Wahabi is married and has 4 children; among them is his son Tomer Wahaba who served as the first Druze member of the Israeli Army Radio (Galatz).

==Political career==
Wahabi met then-Defense Minister Ariel Sharon in 1981. Starting in 1996, he served as Sharon's personal ambassador to Israel's Arab neighbors, Egypt and Jordan.

He was elected to the 16th Knesset in 2003 on the Likud list. In March 2005 he was appointed Deputy Minister in the Ministry in the Prime Minister's Office, and became Deputy Minister of Education, Culture and Sport in June 2006.

When Sharon left Likud to found Kadima, Wahabi followed, and was elected to the 17th Knesset in 2006 on the Kadima list. He assumed the position of Deputy Speaker of the Knesset. In October 2007 he was added to Ehud Olmert's cabinet as Deputy Foreign Affairs Minister. He retained his seat in the 2009 elections after being placed 21st on the Kadima list.

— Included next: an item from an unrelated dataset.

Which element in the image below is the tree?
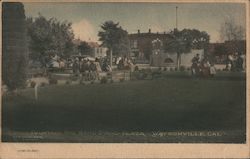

His public activities include:
- Director General, the Ministry for Regional Cooperation (1999–2002)
- Senior Political Advisor, Ministry of Foreign Affairs (1998–1999)
- Aide to the Minister of Infrastructure (1996–1999) (Ariel Sharon)

On 27 February 2007, while then president Moshe Katzav was on leave of absence due to an indictment for rape charges, and interim president Dalia Itzik was on a trip abroad, Wahabi, who had previously served as interim speaker of the Knesset, was named acting president of Israel for two weeks, becoming the first non-Jew and Druze to be Israel's acting head of state.

Wahabi condemned a website that "incited against Israeli soldiers" as war criminals and published their personal information and called for the punishment of those responsible.

Shortly before the 2013 elections Wahabi joined the new Hatnuah party, and was placed twelfth on its list. He lost his seat as the party won only six seats.